The film is perhaps at its best when allowing us to do just that: observe her, as she sits stationary in front of the camera. Olivia Taylor Dudley has a wonderful line in strange stares, a hint of a smile threatening to spread across her features. But this is a possession movie and tradition dictates that Angela thrashes about as much possible, and so we’re treated to a string of familiar set pieces and stunts, from bloody encounters with glass bottles to found footage from the titular Vatican archives.
Fortunately, in a world where less isn’t more, the man behind the camera is a guy who specialises in excess. If the odd use of CCTV and Dougray Scott’s overbearing, dubious dad dampen the excitement with cliches, Neveldine does his best to direct the hell out it. Scenes where priests are followed (or not?) through corridors see the camera track both ways at once, while one riot sequence (in which Angela’s not even present) is effectively staged. That dynamic camerawork, combined with the likeable presence of Michael Peña as a young priest, gives The Vatican Tapes an edge, despite the best attempts of the cheesy script to blunt them with a grizzled veteran of the cloth with his own demons to exorcise.

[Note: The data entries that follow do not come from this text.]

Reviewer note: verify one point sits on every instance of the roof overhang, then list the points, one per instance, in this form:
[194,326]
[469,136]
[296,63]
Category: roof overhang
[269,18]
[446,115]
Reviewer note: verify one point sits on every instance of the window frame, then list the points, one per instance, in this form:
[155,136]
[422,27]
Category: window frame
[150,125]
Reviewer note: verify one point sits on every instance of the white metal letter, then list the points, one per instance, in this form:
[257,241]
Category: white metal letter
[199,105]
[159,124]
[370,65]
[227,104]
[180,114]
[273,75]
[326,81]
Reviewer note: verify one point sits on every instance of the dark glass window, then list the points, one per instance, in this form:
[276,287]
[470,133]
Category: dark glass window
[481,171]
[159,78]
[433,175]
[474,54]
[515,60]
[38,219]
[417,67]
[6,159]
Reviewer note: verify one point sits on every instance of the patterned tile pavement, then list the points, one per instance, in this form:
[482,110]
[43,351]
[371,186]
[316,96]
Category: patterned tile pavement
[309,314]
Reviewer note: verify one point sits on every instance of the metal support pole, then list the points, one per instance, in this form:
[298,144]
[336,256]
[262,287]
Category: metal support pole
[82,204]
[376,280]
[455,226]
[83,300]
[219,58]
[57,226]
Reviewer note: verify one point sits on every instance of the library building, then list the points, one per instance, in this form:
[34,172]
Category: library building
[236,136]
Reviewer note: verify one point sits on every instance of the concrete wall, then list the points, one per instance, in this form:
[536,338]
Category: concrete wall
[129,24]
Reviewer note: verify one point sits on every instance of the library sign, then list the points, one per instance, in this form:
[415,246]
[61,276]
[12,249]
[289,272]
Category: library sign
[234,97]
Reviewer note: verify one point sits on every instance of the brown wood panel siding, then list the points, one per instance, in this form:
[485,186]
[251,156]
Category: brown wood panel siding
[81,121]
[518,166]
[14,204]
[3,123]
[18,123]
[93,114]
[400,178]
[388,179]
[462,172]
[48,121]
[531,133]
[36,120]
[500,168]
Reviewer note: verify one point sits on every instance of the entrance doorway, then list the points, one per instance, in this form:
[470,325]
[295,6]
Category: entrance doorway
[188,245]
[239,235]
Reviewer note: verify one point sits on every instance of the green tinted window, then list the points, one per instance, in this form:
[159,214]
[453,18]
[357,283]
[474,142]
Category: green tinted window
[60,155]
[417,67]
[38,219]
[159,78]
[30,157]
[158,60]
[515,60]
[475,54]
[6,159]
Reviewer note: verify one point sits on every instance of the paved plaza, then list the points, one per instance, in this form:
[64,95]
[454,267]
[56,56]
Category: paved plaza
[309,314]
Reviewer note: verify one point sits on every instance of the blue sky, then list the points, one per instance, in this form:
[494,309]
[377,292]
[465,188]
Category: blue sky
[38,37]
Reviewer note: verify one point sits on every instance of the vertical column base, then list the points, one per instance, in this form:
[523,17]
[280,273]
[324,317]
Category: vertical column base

The film’s biggest strength, though, is its final act, which, rather than conform to formula, finally dares to step in another direction. That poses a genuinely haunting question that lingers after the credits have run – a hint of fascinating, and original, territory still to be explored. Should it have been introduced earlier? Or give rise to a sequel? Or is it so effective precisely because, unlike all the other overdone moments, it’s a smart display of restraint? Either way, you still sense Mark Neveldine has a thrilling horror movie in him. This one just isn’t it.